La crisis que ha desencadenado la pandemia no ha tenido las mismas consecuencias para todos. Existe un grupo de personas que ha sufrido más en número de víctimas y en aislamiento: los ancianos.
Un "planeta" que tiene la edad en común pero que invade, de manera democrática, todos los estratos sociales. Ha sido un drama dentro del drama del coronavirus en el norte del mundo y en Italia, donde –según el Istat– hasta el 85 por ciento de los muertos por efecto del covid-19 se han dado en la población mayor de setenta años. Es un dato que impresiona, junto a otro que aporta el Instituto superior de Sanidad, que apunta al número elevadísimo de muertos entre los ancianos institucionalizados en las RSA (residencias sanitarias asistenciales) y en las casas de reposo, el doble respecto de los que vivían en su casa.

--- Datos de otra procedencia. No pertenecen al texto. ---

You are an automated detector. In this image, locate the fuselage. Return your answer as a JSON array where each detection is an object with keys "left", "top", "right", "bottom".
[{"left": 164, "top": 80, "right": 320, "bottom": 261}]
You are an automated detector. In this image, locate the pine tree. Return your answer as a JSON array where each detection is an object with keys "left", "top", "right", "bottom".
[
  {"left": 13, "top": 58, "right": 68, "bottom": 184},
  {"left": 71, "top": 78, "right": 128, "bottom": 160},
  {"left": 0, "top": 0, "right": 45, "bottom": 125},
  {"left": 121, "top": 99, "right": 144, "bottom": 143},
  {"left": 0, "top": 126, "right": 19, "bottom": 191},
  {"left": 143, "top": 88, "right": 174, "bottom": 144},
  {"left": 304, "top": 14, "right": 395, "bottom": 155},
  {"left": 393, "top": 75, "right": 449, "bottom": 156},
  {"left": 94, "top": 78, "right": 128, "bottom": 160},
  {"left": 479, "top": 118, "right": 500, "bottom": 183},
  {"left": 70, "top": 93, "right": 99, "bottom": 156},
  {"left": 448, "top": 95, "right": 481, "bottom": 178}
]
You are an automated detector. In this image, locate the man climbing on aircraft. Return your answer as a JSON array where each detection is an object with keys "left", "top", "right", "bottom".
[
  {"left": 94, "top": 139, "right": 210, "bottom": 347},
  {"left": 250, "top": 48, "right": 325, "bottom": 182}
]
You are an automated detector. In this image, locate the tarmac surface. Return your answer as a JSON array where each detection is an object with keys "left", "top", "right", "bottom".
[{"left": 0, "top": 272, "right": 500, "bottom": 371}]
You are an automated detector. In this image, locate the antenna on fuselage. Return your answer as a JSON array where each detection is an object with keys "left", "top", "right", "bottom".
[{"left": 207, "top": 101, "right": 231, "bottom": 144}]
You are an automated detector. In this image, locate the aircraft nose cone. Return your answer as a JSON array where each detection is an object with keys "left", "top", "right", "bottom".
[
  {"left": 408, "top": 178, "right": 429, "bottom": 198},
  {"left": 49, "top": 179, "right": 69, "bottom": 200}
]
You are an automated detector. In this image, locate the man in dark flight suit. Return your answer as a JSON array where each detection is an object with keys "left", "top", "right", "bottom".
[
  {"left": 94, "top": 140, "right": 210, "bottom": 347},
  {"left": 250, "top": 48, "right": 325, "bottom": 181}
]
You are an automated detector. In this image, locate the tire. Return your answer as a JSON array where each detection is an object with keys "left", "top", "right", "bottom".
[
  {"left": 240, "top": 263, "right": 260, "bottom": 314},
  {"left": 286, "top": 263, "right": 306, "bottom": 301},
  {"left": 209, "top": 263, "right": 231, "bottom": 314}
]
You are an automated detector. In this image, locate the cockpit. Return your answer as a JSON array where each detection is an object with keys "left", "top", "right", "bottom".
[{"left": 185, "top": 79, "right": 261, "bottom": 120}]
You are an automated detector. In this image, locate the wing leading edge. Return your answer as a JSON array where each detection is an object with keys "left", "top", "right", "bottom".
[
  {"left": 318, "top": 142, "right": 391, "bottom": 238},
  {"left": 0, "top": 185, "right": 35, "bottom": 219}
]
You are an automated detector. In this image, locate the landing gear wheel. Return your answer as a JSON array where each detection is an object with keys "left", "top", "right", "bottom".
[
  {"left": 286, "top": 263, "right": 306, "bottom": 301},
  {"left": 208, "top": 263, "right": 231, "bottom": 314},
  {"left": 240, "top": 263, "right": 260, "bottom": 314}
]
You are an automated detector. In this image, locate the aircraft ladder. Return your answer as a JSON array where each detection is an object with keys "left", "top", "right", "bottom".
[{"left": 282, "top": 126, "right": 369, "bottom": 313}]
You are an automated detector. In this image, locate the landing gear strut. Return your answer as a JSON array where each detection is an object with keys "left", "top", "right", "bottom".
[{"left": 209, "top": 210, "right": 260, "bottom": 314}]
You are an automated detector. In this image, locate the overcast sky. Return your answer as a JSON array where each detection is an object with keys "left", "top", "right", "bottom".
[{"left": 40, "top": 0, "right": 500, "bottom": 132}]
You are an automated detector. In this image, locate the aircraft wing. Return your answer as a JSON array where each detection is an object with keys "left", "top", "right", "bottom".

Lo que ha ocurrido no puede dejarnos indiferentes ni a la espera de nuevos acontecimientos. Hay que actuar ahora que nuestro país ha comprendido la dimensión de la pandemia y está más equipado para hacer frente a posibles nuevas emergencias sanitarias. Ahora que las heridas de esta masacre moderna de inocentes aún están abiertas y han dejado huella en muchas familias es el momento de replantearnos nuestra sociedad con una nueva solidaridad intergeneracional y nuevos modelos de asistencia y cuidados para los más vulnerables. Por este y otros motivos, el pasado 20 de mayo la Comunidad de Sant’Egidio impulsó un llamamiento internacional –que empezó su difusión a través de las páginas de este periódico– que ya ha recogido decenas de miles de firmas, entre las que destacan ilustres representantes de las instituciones y del mundo de la cultura.
"Sin ancianos no hay futuro. Para rehumanizar nuestras sociedades, no a una sanidad selectiva" es un manifiesto para empezar de nuevo, tras la crisis, con una visión distinta de Europa, una visión en la que los ancianos ya no sean considerados, como dijo el papa Francisco el pasado 29 de junio, "material de desecho". Muchos ya son ancianos –y todos esperan llegar a la edad anciana en un futuro– y, por tanto, necesitan relaciones humanas y de cercanía, como ocurre en las demás fases de la vida. Ha habido otro virus –el de la soledad– que ha aumentado la mortalidad entre los ancianos o, en cualquier caso, ha hecho más difícil cuidarlos. Para ese virus ya disponemos de una vacuna eficaz: la atención que todos nosotros y las instituciones deberíamos tener hacia los ciudadanos más frágiles.
El llamamiento tiene por objetivo mantener alta esta atención. En primer lugar, evitando que se vuelva a proponer en un futuro el inaceptable dilema de "tener que" elegir a quién curar porque es contrario a cualquier principio humano y constitucional, y a la Declaración universal de los derechos humanos: "Todo individuo tiene derecho a la vida, a la libertad y a la seguridad de su persona". En segundo lugar, el manifiesto promueve un replanteamiento radical de nuestros sistemas sanitarios que se base en la prevalencia de la atención sanitaria a domicilio junto a la construcción de redes de proximidad alrededor de los ancianos, empezando por las personas de su entorno en el día a día, hasta el seguimiento activo de las personas que viven solas.
Las instituciones deberían favorecer nuevas soluciones ya experimentadas con éxito por Sant’Egidio –como la covivienda y los pisos tutelados– que permiten evitar la institucionalización y seguir viviendo en una casa, con todas las ventajas que comporta, a una edad avanzada e incluso con patologías graves. La crisis vivida puede ayudar a hacer realidad un cambio innovador que daría mayor protección a los ancianos y, al mismo tiempo, reduciría el gasto sanitario. Pero es necesario actuar rápido, antes de que un tema tan importante para la sociedad vuelva de nuevo –y culpablemente– a segundo plano.
Decía el cardenal Martini en 1990: "La dignidad de la vida que ofrecemos a los ancianos da la medida del perfil ético de una sociedad y de Europa: es una prueba que pone de manifiesto el nivel ético de la convivencia humana". Son palabras que no son solo actuales, treinta años después, sino que de algún modo eran proféticas porque nos mostraban el camino a recorrer si queremos que nuestras sociedades conserven aquel poso de civilización y de humanismo sin el que no existiría nuestro continente tal como lo conocemos, es decir, solidario con todos sus ciudadanos, sin exclusiones.